I was talking with my friend Dave on the phone and began complaining about my weight. You might not know it to look at me, but a few years back I was rocking the scales on a Homer Simpson level. I developed my own weight loss program and dropped nearly 90 lbs in a little less than a year. A somewhat modest diet and a little weekly exercise and the fat melted off my like Frosty in a boxcar. Here I am on a few months of hormones, and winter is back baby, and apparently just a little pissed. All I need do is draw breath in the same building as a 5 Guys burger and I’ve gained four pounds. Because I haven’t been on the hormones for quite long enough, it still doesn’t go to my hips and ass where it belongs, but the old gut. Nice and effective for achieving that ‘man in a dress’ image we all try so hard to strive for.

When Dave said, “ah don’t worry, you’ll take it off in no time”, I went a little hissy on him. OK, maybe not just a little bit, but he had no idea. “Look buddy, you have no idea what you are talking about OK? My whole life I’ve heard men bitching about women and their obsession with weight. Do you have any freaking idea how hard it is? Things that used to just taste pretty good are now incredibly delicious. I can be in the worst mood ever and a pint of ice cream or a few pieces of chocolate ever and I turn into little Mary Sunshine. What do you know? To you it’s just ice cream, but to me all of a sudden it’s like filled with uppers. Of course all I have to do is breath near it and I gain a hundred pounds. I used follow my plan and lost 5 pounds ever two weeks and now I’m lucky if I drop half of one eating the exact same thing. Plus I’m in a horrible shit mood the entire time! Do you have any idea what it’s like eating raw green peppers all week and losing nothing for it? Sure, you joke about women but you have no fucking idea how much work goes into it. Ass clown!”

For the record I think he was just trying to be supportive, but his male view foolishness was pushing my buttons. Men. Men with their svelte muscle building testosterone and ability to eat cheese fries all week without being consigned to some fat boy store. I will admit that used to be me before the hormone changes that ensured a small fries at McDonald’s meant a trip back to Lane Bryant for pants that could be closed. Anyway, I let it go. He’s a guy and didn’t know.

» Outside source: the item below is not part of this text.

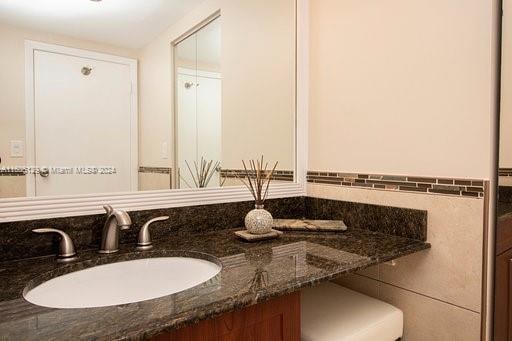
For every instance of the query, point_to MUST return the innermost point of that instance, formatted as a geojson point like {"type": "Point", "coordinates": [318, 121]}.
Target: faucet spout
{"type": "Point", "coordinates": [116, 220]}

Since we are on the subject, my whole hissy fit to begin with is sooo uncharacteristic. It seems I stumbled on another effect I was not at all expecting. Suddenly it seems that during certain times the tiniest little things drive me bonkers and I just want to tell everyone off. WTF? How can I have PMS? I can’t ovulate and I can’t get a period, both mainly because I lack ovaries and a uterus that sheds it’s lining on a monthly basis (more on my feelings about this in another post). It doesn’t seem at all right that I should be getting PMS, but yet here it is happening. One would think it came with the correct internal plumbing, but apparently all it needs is the juice to drive it.

The real message here is that there many more effects of hormones than you often read about. For the record I’m OK with this. Surprising yes, but it doesn’t feel at all wrong either. It’s as if there were dry stream beds running through my brain that I understood where there on a very esoteric level, but now that they are filled and flowing, things seem much more right than they used to be. Sure, there turned out to be a lot of life under the rocks I was unaware of, but even though it surprises me, I know it is supposed to be there and always was. I have no doubt further changes are coming and I welcome them. It’s not easy going through puberty again, but I also wouldn’t trade it for anything. Far better now than never.